A few weeks ago I found them at my neighborhood Fresh and Easy – and theirs were chocolate-dipped. Sweet fluffy madeleines. Dipped. In. CHOCOLATE. The small end was left bare, so there’d be a place to grip them.
But eating them has given me a little problem. I like to do things in A Certain Way. (Psychologists call this OCD, but I prefer to think of it as a Strong Sense of the Rightness Of Things.) I would like to eat the chocolate-dipped part of the madeleine last so that I can have that to look forward to. Makes sense, right?
Except that requires gripping them by the chocolate end as i eat the plain end. Which means I get chocolate melted on my finger tips, and it ruins the smooth chocolate coating. On the other hand, if I eat the chocolate part first, then the last bit is plain and anticlimactic. That, too, goes against my Sense of the Rightness of Things.
This week I got a little frustrated at my new job. The boss asked me to take on a certain project, one which I already had some great ideas about. I met with a focus group to figure out what the opportunities were that needed addressed and got their inupt. I added my own, involved a colleague to get some of his ideas as well, and set to work on developing these ideas. I came up with what I thought was an excellent plan. We were supposed to meet this week about it, and I was under the impression it was to present my findings and ideas.
And it turned out that the boss had in mind to set up a committee to do all this. We gathered input again to determine the needs of the project without even looking at what I’d found or figured out. He ran the meeting, and once the work was basically done he turned it over to me.
I was a little bothered. That’s no way to eat the madeleine! I already had a perfect fool-proof plan for optimal deliciousness. Why was this plan being ignored? The work was done! No need for meetings, problem solved, BAM! next question.

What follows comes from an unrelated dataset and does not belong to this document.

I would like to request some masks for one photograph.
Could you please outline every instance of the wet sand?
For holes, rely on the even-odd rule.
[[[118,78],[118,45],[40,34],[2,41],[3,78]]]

But that’s not how teams work. That’s how teams dominated by hotshot diva superstars work, but those aren’t so much teams as “divas plus unwitting and perhaps resentful supporting casts”.
So I remind myself that ultimately I’d rather get the problem solved than get my way. And honestlyy, about 95% of what the committee plans to do is exactly what I had in mind to begin with. How much credit I get for it isn’t the biggest issue.
I adjust. I remind myself that there’s no wrong way to eat a madeleine, and that they’re delicious from either end, and that I really ought to get a madeleine pan and learn to bake my own. (The last bit is less metaphorical, so don’t get confused and hung up on it.